European and American car makers have also gotten enormous support from their governments, except in other forms, like for example VW not being bankrupted to hell by the German government during Diesel gate for example.




Do you think that the NOx-affair consequences for VW were too little? What would have been appropriate in your opinion?

Every government can be expected to help local industry where reasonable, because that is in many ways what the constituents/electorate actually wants/needs.


>What would have been appropriate in your opinion?

What sentences do people get when they kill other people? Granted, VW never put a gun to anyone's head and pulled the trigger, but their increased emissions have had an effect in reduced lifespan of citizens breathing across the major markets, collective health issues which should carry more than a slap on the wrist.

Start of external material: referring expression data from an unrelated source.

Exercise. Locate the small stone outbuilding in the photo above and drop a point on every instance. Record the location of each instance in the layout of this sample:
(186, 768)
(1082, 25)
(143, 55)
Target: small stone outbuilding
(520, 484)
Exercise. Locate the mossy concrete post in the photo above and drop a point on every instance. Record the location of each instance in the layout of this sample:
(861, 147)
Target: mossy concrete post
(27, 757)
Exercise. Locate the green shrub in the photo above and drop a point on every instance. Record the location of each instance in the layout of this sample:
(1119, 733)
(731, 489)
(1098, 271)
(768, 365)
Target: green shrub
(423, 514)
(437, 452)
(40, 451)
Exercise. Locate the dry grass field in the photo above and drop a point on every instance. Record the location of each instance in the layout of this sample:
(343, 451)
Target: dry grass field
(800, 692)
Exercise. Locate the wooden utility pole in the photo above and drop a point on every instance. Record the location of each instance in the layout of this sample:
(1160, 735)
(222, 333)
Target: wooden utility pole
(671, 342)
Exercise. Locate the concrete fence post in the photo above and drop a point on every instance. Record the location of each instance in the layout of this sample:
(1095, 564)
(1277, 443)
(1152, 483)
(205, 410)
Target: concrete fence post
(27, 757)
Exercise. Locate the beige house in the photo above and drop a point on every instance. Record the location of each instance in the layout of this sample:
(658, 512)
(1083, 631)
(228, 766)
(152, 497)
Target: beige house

>Every government can be expected to help local industry where reasonable, because that is in many ways what the constituents/electorate actually wants/needs.

Sure, but then let's stop singling out China as if only they're doing it and not western governments too.


Multiple things.

First, I believe that focussing on health outcomes misses the mark a bit in this case; I see the main problem in the actions that were taken to intentionally and maliciously circumvent the regulations much more so than the actual harm from the emissions (because the excess was not multiple orders of magnitude, and estimates on the effects pale completely compared with general road fatalities too).

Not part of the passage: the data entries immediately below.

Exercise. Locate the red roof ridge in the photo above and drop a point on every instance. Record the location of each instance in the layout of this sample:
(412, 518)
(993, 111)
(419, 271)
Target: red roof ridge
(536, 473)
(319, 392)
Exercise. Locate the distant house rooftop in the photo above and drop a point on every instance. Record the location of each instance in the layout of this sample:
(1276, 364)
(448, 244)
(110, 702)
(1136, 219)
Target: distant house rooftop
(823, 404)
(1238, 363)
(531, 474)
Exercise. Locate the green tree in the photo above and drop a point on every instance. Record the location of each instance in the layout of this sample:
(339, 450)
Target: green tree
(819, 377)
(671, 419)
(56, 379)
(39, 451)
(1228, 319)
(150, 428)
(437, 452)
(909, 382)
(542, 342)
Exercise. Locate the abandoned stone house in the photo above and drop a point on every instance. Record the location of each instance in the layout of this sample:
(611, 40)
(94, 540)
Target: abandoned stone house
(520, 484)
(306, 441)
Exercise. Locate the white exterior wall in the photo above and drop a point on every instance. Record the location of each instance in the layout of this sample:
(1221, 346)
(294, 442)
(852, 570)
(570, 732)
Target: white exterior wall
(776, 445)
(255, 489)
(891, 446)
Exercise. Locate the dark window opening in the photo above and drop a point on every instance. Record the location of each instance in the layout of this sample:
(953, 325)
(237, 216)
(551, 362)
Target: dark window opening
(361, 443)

Second: There is a very adjacent historical precedent for this: Leaded gas. In the 1920s alone, 17 workers died from poisoning while producing fuel additives; by the 1940s, industry consortiums had the suppression of critical science down to an art (by publicly discrediting scientist, pressuring institutions and using law-fare).

You could make a strong ethical case in my opinion that a lot of people responsible for this should not just have been stripped of related profits, but actually put in front of a firing squad (millions died!). Absolutely nothing was done.

In the case of VW, on the other hand, they paid roughly a year of profits (double digit revenue percentage) and the CEO at least lost his job (not holding my breath for a criminal conviction though, which would've been very obviously deserved in my view).